(This tutorial follows the Maximum a posteriori estimation tutorial.)
Maximum a posteriori (MAP) estimation approximates the posterior \(p(\mathbf{z} \mid \mathbf{x})\) with a point mass (delta function) by simply capturing its mode. MAP is attractive because it is fast and efficient. How can we use MAP to construct a better approximation to the posterior?
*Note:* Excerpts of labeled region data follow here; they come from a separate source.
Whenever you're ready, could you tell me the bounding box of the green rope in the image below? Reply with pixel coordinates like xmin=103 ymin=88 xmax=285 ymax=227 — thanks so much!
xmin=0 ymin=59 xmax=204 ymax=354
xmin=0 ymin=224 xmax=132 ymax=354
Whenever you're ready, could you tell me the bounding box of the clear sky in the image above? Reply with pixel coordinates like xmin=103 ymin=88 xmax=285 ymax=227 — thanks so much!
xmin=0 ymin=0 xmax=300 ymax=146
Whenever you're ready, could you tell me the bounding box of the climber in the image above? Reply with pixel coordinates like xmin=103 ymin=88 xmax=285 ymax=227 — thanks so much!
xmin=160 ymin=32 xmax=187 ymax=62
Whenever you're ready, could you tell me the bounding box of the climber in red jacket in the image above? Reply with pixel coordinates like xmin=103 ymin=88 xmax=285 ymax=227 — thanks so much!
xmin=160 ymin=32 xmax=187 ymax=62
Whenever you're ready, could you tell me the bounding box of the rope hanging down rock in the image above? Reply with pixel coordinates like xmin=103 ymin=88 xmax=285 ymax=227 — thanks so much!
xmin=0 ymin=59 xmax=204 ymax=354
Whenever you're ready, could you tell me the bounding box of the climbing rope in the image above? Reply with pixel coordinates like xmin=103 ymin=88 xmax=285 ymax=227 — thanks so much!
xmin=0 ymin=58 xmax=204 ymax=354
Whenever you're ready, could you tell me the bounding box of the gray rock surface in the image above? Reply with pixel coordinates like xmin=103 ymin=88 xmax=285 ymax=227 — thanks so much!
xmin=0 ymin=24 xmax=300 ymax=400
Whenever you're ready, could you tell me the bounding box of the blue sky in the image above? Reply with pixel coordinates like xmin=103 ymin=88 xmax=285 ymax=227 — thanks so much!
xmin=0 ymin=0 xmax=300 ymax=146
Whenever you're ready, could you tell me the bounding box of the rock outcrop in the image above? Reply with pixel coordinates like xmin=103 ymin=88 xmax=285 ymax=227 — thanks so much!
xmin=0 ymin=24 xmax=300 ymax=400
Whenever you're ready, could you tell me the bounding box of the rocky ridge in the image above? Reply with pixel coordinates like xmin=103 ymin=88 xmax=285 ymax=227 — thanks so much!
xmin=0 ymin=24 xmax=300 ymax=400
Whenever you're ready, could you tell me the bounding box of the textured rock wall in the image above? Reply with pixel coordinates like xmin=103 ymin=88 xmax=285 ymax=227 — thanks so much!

The Laplace approximation (Laplace, 1986) is one way of improving a MAP estimate. The idea is to approximate the posterior with a normal distribution centered at the MAP estimate, \[\begin{aligned} p(\mathbf{z} \mid \mathbf{x}) &\approx \text{Normal}(\mathbf{z}\;;\; \mathbf{z}_\text{MAP}, \Lambda^{-1}).\end{aligned}\] This requires computing a precision matrix \(\Lambda\). Derived from a Taylor expansion, the Laplace approximation uses the Hessian of the negative log joint density at the MAP estimate. It is defined component-wise as \[\begin{aligned} \Lambda_{ij} &= \frac{\partial^2}{\partial z_i \partial z_j} -\log p(\mathbf{x}, \mathbf{z}).\end{aligned}\] For flat priors (which reduces MAP to maximum likelihood), the precision matrix is known as the observed Fisher information (Fisher, 1925). Edward uses TensorFlow’s automatic differentiation, making this second-order gradient computation both simple and efficient to distribute.
For more details, see the API as well as its implementation in Edward’s code base.
Fisher, R. A. (1925). Theory of statistical estimation. Mathematical Proceedings of the Cambridge Philosophical Society, 22(5).
Laplace, P. S. (1986). Memoir on the probability of the causes of events. Statistical Science, 1(3), 364–378.